Universal truths in LA: death, taxes . . . and divorce. A Hollywood marriage is 80 percent more likely to fail than civilian marriages. Take a look at Star or People. Or the bleating folks on camera at TMZ.
No one really knows why, though there are theories.
My theory? It all comes down to this: taking out the trash.
(You could also fault: filling your gas tank.
Or: buying groceries.
And: driving your kids to school.)
The dirty little secret (that you won’t ever have to clean up yourself) is that after the thrill of the first few weeks of not performing these mundane tasks, less thrilling tasks take their place. Another luncheon. Shopping. A charity event. Therapy (because you feel strangely unfulfilled even though you have more money than God, certainly more than Bernie [though not as much as Hillary]). A premiere. Another dinner with people you don’t care about who don’t care about you. You’ll even plan “family” trips with these people. Even though the only thing that matters is what you can do for each other (until one of you becomes irrelevant—and irrelevance is always just around the corner, conveniently located next to a liquor store).
Your life becomes more disconnected and less meaningful as the normal daily, monotonous tasks fall away. You’re not connected to your food, your transportation, your waste, your own kids.
Nice work if you can get it, you’ll say. What’s to complain about? Kids? Kids are overrated. The pay sucks.
Who wouldn’t trade normalcy for living large in a giant house where no one (except housekeepers and gardeners and assistants and dog trainers and orchid handlers) can hear you scream?
Mean
while, the spouse making all the money works long, stressful hours, wineglass-thin ego on the firing line, ready to be (publicly, humiliatingly) shattered 24-7.
The spouse who’s not bringing in the big bucks thinks, I’m going to be a different kind of wife (or husband). I’ll fill those hours with meaning. I’ll be unique. I’ll be super-interesting. I’ll change the world (if not my underwear—leave that to someone else.) I’ll meditate. I’ll become a yoga teacher working in prisons. I’ll write more. (And I did. Not more. Just spread out, like a word every twenty minutes.)
When you don’t have to worry about rent or heating bills or putting food on the table, the only person you can blame for that nagging discontent is, guess what . . . that clown in the mirror. You.
But in Hollywood, we don’t blame ourselves.
So the blame falls on the other. The person lying in bed next to you.
Hi. Have we met?
Suffice it to say (or write), in practice, this theory cuts both ways. The comedy director married to the scowling news addict who blamed him for ruining her “photography career.” The action star whose makeup artist wife blamed him for her not becoming the next Laura Mercier.
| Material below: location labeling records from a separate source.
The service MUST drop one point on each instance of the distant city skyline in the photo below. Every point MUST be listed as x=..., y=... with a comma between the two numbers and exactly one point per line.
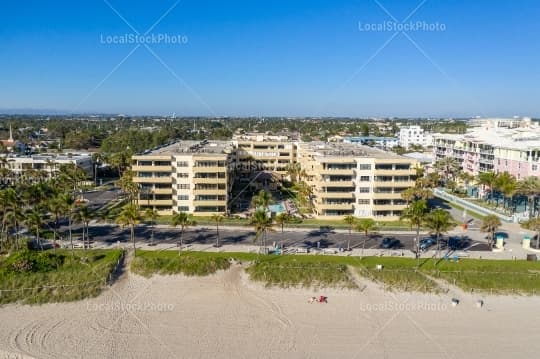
x=364, y=59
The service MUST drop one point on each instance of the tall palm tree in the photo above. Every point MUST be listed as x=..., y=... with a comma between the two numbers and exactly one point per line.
x=69, y=204
x=449, y=166
x=282, y=219
x=534, y=225
x=490, y=224
x=262, y=224
x=34, y=221
x=506, y=183
x=84, y=215
x=438, y=222
x=152, y=215
x=183, y=220
x=415, y=213
x=529, y=187
x=262, y=199
x=365, y=225
x=57, y=207
x=217, y=219
x=350, y=221
x=488, y=179
x=130, y=216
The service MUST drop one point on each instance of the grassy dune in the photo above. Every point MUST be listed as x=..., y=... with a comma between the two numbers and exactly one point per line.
x=33, y=277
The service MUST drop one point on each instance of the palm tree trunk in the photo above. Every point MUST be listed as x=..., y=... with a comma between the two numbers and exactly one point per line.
x=217, y=235
x=71, y=235
x=133, y=239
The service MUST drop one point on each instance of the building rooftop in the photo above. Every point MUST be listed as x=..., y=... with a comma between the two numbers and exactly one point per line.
x=491, y=134
x=193, y=147
x=346, y=149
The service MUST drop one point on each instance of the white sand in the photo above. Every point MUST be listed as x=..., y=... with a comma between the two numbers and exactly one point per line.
x=224, y=316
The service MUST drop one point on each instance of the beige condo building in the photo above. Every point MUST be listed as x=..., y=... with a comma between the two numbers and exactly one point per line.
x=188, y=176
x=348, y=179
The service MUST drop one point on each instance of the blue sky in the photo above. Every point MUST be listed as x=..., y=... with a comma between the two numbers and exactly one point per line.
x=281, y=57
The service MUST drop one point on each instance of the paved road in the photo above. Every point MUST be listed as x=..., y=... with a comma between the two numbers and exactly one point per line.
x=315, y=237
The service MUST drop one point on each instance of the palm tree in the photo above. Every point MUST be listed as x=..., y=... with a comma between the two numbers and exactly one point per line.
x=506, y=183
x=183, y=220
x=438, y=222
x=84, y=215
x=262, y=224
x=365, y=225
x=57, y=207
x=130, y=216
x=350, y=221
x=69, y=205
x=529, y=187
x=448, y=166
x=490, y=224
x=34, y=221
x=263, y=199
x=415, y=213
x=152, y=215
x=533, y=224
x=217, y=218
x=488, y=179
x=282, y=219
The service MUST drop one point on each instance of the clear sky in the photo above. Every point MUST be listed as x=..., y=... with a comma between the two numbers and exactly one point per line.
x=280, y=57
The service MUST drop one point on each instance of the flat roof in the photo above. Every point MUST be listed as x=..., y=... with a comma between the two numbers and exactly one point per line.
x=347, y=149
x=193, y=147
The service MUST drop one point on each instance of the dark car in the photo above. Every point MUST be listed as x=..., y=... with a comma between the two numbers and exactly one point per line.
x=389, y=242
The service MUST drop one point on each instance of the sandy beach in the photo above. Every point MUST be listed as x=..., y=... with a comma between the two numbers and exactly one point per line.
x=226, y=316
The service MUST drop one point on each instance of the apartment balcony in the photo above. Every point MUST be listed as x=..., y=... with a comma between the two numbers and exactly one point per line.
x=393, y=183
x=408, y=172
x=209, y=180
x=155, y=202
x=152, y=179
x=386, y=196
x=209, y=191
x=211, y=203
x=161, y=191
x=344, y=195
x=340, y=206
x=209, y=169
x=389, y=207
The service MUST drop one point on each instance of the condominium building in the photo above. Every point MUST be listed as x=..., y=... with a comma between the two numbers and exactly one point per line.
x=197, y=177
x=188, y=176
x=264, y=152
x=497, y=145
x=414, y=135
x=49, y=164
x=348, y=179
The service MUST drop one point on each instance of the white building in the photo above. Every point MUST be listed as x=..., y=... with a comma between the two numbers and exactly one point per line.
x=414, y=135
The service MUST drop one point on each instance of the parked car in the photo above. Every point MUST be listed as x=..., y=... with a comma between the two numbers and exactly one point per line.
x=425, y=243
x=389, y=242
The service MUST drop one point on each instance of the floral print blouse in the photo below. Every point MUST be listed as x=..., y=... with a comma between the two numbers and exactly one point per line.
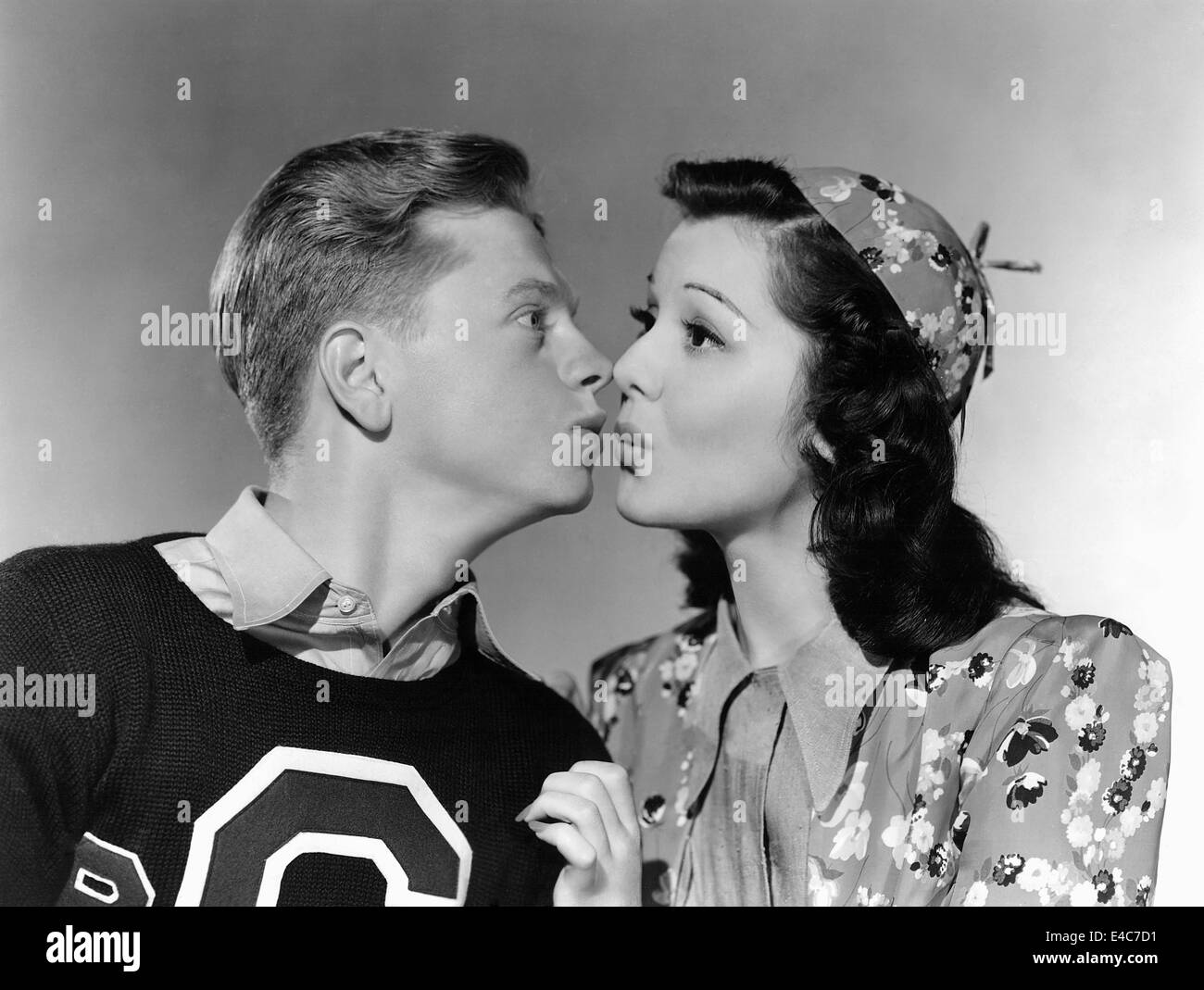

The vegan whose body burst in a full bloom of eczema after her studio chief husband stuck to the no-kid clause in their prenup. (They later divorced after she was past her childbearing years; he remarried a young pastry chef; their Christmas cards include twins. Her Christmas cards include a rescue cat.)
And so on.
I can only speak for me. Agnes. I could only dance so fast and jump so high and bob and weave for so long—mid-race, I dropped the baton, tripped over my feet, and skidded down the marriage track.
Still, there was a time I thought we could beat the odds.
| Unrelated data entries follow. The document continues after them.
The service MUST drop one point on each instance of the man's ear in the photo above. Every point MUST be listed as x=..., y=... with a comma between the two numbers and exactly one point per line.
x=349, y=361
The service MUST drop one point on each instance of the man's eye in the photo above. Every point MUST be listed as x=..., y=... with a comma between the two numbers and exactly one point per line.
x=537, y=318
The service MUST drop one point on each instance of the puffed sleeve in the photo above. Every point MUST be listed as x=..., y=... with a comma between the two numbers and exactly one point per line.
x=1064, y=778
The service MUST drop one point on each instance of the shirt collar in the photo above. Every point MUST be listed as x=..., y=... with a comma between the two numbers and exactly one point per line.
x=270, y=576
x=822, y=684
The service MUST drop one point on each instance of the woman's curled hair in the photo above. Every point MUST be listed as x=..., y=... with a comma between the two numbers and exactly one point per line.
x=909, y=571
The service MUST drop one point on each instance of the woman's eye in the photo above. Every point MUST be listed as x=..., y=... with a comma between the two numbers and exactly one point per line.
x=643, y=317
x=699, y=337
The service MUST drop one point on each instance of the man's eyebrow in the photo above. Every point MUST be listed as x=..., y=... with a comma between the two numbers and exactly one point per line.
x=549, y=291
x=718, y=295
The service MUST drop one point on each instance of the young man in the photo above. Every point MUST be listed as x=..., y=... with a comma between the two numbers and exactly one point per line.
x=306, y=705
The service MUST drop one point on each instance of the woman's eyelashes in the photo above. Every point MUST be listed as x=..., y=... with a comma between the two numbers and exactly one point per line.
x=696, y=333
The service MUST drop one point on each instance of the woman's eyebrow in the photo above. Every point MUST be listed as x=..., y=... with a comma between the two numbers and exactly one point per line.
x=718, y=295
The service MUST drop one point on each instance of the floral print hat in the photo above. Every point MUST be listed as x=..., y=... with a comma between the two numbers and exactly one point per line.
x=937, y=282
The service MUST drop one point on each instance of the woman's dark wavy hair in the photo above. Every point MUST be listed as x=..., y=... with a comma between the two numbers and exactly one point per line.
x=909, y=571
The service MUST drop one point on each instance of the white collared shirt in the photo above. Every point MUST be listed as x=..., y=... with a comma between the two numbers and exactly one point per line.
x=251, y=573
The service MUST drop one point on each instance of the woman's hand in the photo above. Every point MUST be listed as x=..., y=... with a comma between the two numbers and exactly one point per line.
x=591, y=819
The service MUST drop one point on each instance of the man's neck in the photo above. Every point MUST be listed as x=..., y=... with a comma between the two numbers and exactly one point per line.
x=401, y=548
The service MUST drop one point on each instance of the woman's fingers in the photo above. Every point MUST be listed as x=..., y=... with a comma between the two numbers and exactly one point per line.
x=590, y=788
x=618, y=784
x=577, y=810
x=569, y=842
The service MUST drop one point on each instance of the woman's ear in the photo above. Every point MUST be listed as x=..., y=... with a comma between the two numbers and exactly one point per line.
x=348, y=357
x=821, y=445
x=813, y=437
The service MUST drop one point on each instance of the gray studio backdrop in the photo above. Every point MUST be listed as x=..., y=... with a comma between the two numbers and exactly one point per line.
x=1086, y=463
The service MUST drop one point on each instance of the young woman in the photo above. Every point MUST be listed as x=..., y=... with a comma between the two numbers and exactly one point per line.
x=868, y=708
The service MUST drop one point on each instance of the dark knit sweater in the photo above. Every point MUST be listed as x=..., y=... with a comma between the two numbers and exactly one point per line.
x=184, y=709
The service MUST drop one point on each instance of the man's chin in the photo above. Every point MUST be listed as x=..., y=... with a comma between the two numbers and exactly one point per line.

Trevor and I, in the first years of our marriage, would sip our Ivy margaritas and marvel at all the issues other Hollywood couples had. They had nothing to talk about. They weren’t interested in each other. She’d let herself go. He’d let himself go. She was on antidepressants and drinking. He was gambling millions. She was bipolar. He was bi. Their marriage was bye-bye.
We’d have a dinner date at least once a week, just the two of us. Other couples would gaze at us from their group tables and ask, “How did we do it after six, seven, eight years? How?”
This was my marriage. This was it. There were none before; there’d be none after.